In practice though, many government coupon and public provision programs exist (usually those focused on the poor) because people do not want poor people to have the cash. The programs are intended to modify the overall distribution, but with a paternalist bent (usually based on bankrupt theories about how “it’s the taxpayer’s money“). For instance, why do we have means-tested food stamps instead of cash transfers? Why do we have means-tested public housing projects and section 8 vouchers instead of cash transfers?
My point here being that much of what passes as government-directed consumption is really just paternalistic redistribution, and that class of programs is very different from the others. I think the way you analyze programs in each group should be different. In almost all cases if what you are really after is redistribution, then you should just do it with cash (with perhaps exceptions for those with grossly diminished capacity).
Second, on the public provision side of things, there are at least two different kinds of public provision, and they deserve being distinguished. There is free public provision (or public provision with heavy subsidies) like libraries. Then there is public provision that relies entirely upon user fees (aka paying customers), and generally competes against other market players (what I would call a public option, although Konczal seems to use the term to refer to both types).

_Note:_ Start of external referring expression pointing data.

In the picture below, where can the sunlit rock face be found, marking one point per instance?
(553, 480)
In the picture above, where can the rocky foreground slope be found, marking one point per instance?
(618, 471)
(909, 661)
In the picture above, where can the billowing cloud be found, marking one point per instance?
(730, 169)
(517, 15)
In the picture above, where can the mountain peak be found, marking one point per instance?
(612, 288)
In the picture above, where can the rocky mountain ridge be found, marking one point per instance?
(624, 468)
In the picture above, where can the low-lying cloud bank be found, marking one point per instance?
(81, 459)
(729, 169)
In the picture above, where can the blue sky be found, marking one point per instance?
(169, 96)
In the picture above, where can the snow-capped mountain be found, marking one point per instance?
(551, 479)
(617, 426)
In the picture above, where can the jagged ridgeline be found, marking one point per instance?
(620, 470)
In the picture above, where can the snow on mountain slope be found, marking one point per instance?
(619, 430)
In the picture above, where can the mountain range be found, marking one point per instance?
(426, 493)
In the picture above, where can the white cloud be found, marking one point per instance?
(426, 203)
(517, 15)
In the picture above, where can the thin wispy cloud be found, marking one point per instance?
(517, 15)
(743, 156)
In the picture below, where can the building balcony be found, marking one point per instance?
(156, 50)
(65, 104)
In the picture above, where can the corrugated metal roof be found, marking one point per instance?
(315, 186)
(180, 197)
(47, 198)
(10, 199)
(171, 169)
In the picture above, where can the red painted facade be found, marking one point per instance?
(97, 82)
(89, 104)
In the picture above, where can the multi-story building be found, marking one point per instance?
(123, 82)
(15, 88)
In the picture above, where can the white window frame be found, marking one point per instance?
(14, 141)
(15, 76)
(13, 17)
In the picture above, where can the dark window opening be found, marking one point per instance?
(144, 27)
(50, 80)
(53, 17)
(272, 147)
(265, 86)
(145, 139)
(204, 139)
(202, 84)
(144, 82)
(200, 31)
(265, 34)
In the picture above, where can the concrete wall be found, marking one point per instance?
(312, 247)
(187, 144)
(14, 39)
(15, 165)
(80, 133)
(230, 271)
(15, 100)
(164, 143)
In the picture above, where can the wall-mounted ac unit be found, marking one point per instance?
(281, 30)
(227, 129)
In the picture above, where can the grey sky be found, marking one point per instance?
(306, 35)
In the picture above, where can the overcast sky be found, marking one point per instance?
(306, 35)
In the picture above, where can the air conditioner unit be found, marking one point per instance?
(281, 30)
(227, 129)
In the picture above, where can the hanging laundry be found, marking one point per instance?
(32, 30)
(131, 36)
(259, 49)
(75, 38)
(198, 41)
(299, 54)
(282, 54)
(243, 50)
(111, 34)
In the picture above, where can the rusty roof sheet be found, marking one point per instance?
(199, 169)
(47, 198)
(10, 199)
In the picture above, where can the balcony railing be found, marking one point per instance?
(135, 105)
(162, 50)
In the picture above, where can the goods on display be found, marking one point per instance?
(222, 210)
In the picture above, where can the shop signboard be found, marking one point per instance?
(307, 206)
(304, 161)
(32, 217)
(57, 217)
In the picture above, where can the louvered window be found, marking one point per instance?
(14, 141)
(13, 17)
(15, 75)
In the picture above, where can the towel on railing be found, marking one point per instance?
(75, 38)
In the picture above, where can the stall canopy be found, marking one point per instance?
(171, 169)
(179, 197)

These two types of public provision require completely different sets of arguments to support. In fact, the user fee public option is arguably not even public provision at all: sure the government owns the business instead of another actor, but if they aren’t subsidizing it, there is no directed consumption. Generally speaking, it is going to be hard to justify the first type of public provision unless you intend the service or good being provided to be compulsory and universal (primary education and healthcare are good examples). For my money, the user-fee public option is basically always a good idea (Konczal gives a whole list of why) so long as it actually does sustain itself with its own collected fees. Anyhow, my point is that these two different types of public provision are so different from one another that separating them out may be more appropriate.